Larry Lessig's insomnia last night led him to post a fiery post-game analysis of yesterday's terrible Supreme Court ruling, which cheated our public domain to protect copyright. He focuses on the fact that many of the Supremes have espoused the view that their role is to protect the Constitution from Congress's excesses, but that the Justices seem to be picking and choosing which parts of the Constitution matter.

One friend offered a reason in an email of condolence. Those 5, he said, save their activism for issues they think important. They apply their principle to causes they think important. Protecting states is a cause they think important. Protecting the public domain is not.

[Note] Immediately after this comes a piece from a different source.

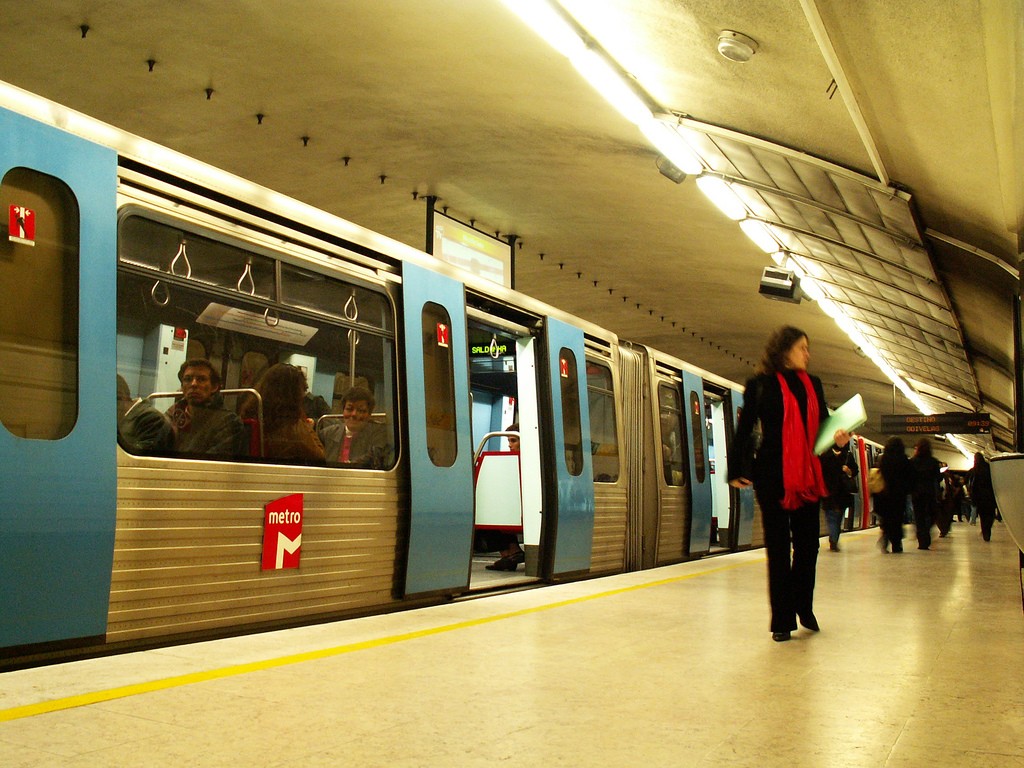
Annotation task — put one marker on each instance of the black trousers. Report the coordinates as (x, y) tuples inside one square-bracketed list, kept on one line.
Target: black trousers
[(925, 508), (791, 577)]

By what right? By what g.d. right? These five justices have all the right in the world to have their own principled way of interpreting the constitution. Long before this case, I had written many many pages trying to explain the principle I thought inherent in the decisions of these five justices. I have spent many hours insisting on the same to ever-skeptical students. But by what right do these 5 get to pick and choose the parts of the constitution to which their principles will apply?

This sounds so amazingly naive, I know. But I have spent my career staring down the charge of naive, insisting on something more. Think the poster on the X-Files — "I want to believe" — but with the Supreme Court, not UFOs, in the background. Yet here I am, more than a decade into my job, just where most of my professors insisted I should have been more than a decade ago.